The identification of age and gender from facial images is also difficult because of the variations in lighting condition, different facial poses, the presence of occlusions, as well as the problem of imbalanced gender data set. Consequences of inaccurate prediction include the following: This could be observed in surveillance systems resulting in the failure of offering a productive and effective individual marketing the result of these inaccuracies could also be seen in social and demographic studies where unsuitable results could be generated. To overcome these difficulties, this paper utilizes a novel CNN architecture that is designed specifically for the task. The CNN model design includes convolutional and max pooling layers and fully connected layers with dropout to reduce the overfitting problem. This means that the accuracy and reliability of age and gender prediction is improved by the use of this approach, making it suitable for security services, marketing realms and human-computer interface systems. There exists a reasonable improvement in the model when benchmark datasets are applied; thus, the custom CNN model is a reliable tool for practical tasks.
Introduction
This project presents a real-time computer vision system that performs face detection, recognition, age and gender estimation, emotion analysis, and scene description using a live webcam feed. The system integrates multiple machine learning models into a unified pipeline built with a Flask backend and a React.js frontend, ensuring smooth real-time video processing.
The backend uses Dlib’s HOG-based face detector and 128-dimensional face embeddings for recognition, a CNN trained on the UTKFace dataset for age and gender prediction, and the DeepFace library for emotion classification. Each detected face is processed in real time, and results such as identity, age range, gender, emotion, and confidence scores are displayed along with a natural language description of the scene. All results are stored in a SQLite database for analytics and historical tracking.
The frontend is designed to maintain smooth video playback by separating video rendering from detection processing. Face annotations are drawn asynchronously on a canvas, preventing lag even when backend processing is slower. A dashboard displays live results, analytics charts, and detection logs.
The literature review shows the evolution of face analysis from traditional methods like Viola–Jones and HOG-based detection to modern deep learning approaches such as FaceNet, ArcFace, and CNN-based age/emotion models. While advanced models offer higher accuracy, this system prioritizes efficiency and real-time performance using lightweight and CPU-friendly techniques.

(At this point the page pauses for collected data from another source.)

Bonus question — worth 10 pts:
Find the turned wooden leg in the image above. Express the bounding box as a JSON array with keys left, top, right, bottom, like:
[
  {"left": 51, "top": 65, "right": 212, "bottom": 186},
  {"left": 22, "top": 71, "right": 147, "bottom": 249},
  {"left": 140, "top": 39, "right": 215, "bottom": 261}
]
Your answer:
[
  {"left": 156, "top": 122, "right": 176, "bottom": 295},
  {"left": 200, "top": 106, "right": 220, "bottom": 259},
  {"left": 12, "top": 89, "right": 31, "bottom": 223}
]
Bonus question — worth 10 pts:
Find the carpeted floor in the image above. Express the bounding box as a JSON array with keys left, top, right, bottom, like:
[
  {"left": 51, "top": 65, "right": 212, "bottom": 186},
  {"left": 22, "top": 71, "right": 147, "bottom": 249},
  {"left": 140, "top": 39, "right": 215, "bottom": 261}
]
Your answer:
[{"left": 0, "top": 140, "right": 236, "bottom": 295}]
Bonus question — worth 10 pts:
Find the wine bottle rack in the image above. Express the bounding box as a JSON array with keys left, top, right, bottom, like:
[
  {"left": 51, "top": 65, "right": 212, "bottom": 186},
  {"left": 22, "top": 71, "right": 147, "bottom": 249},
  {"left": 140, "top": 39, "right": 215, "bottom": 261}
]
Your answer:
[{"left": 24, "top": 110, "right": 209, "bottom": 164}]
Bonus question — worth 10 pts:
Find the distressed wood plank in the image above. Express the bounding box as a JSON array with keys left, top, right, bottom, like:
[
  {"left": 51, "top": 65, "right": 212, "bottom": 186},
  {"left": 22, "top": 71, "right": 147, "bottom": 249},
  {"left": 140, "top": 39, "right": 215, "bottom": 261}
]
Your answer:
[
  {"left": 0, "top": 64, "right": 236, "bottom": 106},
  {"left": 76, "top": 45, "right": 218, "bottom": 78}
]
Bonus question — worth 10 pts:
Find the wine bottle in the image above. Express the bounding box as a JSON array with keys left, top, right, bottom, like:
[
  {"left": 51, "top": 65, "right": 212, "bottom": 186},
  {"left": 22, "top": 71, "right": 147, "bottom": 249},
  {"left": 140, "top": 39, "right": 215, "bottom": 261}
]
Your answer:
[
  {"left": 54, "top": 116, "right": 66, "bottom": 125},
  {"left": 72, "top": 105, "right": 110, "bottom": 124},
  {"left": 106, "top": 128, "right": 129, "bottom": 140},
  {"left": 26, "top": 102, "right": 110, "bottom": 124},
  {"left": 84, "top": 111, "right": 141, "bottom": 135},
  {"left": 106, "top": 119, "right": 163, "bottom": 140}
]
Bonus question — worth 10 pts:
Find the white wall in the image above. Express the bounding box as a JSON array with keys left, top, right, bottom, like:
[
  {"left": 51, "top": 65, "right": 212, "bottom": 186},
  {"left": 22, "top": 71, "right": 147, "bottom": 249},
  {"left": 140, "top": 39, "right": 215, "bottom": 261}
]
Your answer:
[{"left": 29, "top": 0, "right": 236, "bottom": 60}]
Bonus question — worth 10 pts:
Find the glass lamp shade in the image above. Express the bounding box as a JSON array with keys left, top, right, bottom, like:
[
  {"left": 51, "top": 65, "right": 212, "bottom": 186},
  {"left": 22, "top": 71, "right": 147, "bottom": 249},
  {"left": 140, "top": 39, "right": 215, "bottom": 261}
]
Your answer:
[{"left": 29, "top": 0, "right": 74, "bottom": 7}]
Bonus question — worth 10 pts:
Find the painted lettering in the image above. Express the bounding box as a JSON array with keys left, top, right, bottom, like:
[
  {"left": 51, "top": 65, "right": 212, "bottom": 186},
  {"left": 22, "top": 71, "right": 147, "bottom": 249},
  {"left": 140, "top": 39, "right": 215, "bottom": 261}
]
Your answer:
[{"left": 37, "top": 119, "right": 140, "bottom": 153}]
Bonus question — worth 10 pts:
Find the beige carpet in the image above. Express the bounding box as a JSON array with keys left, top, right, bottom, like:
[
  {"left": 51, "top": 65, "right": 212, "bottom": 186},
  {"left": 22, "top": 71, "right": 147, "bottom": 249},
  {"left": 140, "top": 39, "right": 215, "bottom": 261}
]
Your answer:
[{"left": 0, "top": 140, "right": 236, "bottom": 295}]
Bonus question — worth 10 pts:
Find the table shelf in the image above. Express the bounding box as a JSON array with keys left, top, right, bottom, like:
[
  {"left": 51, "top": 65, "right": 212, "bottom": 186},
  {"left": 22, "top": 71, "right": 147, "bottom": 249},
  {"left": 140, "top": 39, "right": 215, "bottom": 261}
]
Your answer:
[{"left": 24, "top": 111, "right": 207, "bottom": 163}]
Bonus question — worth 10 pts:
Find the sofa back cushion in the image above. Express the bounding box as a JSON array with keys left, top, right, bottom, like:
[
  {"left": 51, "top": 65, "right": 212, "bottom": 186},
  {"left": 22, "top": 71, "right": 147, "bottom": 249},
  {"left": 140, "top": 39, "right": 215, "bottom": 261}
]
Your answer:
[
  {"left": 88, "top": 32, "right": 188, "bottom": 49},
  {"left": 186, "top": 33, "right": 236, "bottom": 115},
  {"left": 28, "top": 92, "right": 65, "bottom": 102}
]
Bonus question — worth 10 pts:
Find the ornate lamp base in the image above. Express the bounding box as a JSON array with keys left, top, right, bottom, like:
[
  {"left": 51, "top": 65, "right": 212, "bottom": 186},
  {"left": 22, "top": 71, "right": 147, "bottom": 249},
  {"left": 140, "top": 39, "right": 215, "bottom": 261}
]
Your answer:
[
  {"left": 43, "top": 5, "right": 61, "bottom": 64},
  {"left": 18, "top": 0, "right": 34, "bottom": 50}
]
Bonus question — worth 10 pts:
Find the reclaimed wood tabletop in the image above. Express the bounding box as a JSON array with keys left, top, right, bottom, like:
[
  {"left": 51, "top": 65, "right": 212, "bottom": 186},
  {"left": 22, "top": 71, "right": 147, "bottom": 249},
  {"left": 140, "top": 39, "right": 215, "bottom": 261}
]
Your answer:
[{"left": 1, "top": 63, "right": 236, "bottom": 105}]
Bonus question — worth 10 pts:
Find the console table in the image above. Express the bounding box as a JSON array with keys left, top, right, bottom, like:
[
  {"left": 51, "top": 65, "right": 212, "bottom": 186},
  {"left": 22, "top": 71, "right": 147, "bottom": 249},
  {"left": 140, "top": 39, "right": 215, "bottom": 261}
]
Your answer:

The methodology involves capturing frames, detecting faces, extracting regions, running multiple models in parallel, and combining outputs into structured results. Scene understanding is generated by analyzing background color, lighting, and face proportions.
Conclusion
The most significant technical contribution of the implementation is the single-canvas rendering architecture that completely decouples the video display from the detection pipeline. This insight, arrived at after observing the stutter caused by replacing the video element with an annotated snapshot on each detection cycle, transformed the user experience from choppy and jarring to smooth and professional. The coordinate mapping solution, which uses a fixed API capture resolution (640x360) and scales face coordinates using the ratio of the display canvas width to this fixed width, eliminates the class of position-offset bugs that plagued earlier implementation attempts.
The UTKFace dataset proved well-suited for training the multi-output CNN. The filename-embedded label format (age_gender_race_datetime.jpg) made dataset loading simple, and the wide age range and demographic diversity gave the model reasonable generalisation. The systematic upward age prediction bias, while requiring an empirical calibration offset, is a well-documented characteristic of models trained on this dataset and does not reflect a fundamental flaw in the approach.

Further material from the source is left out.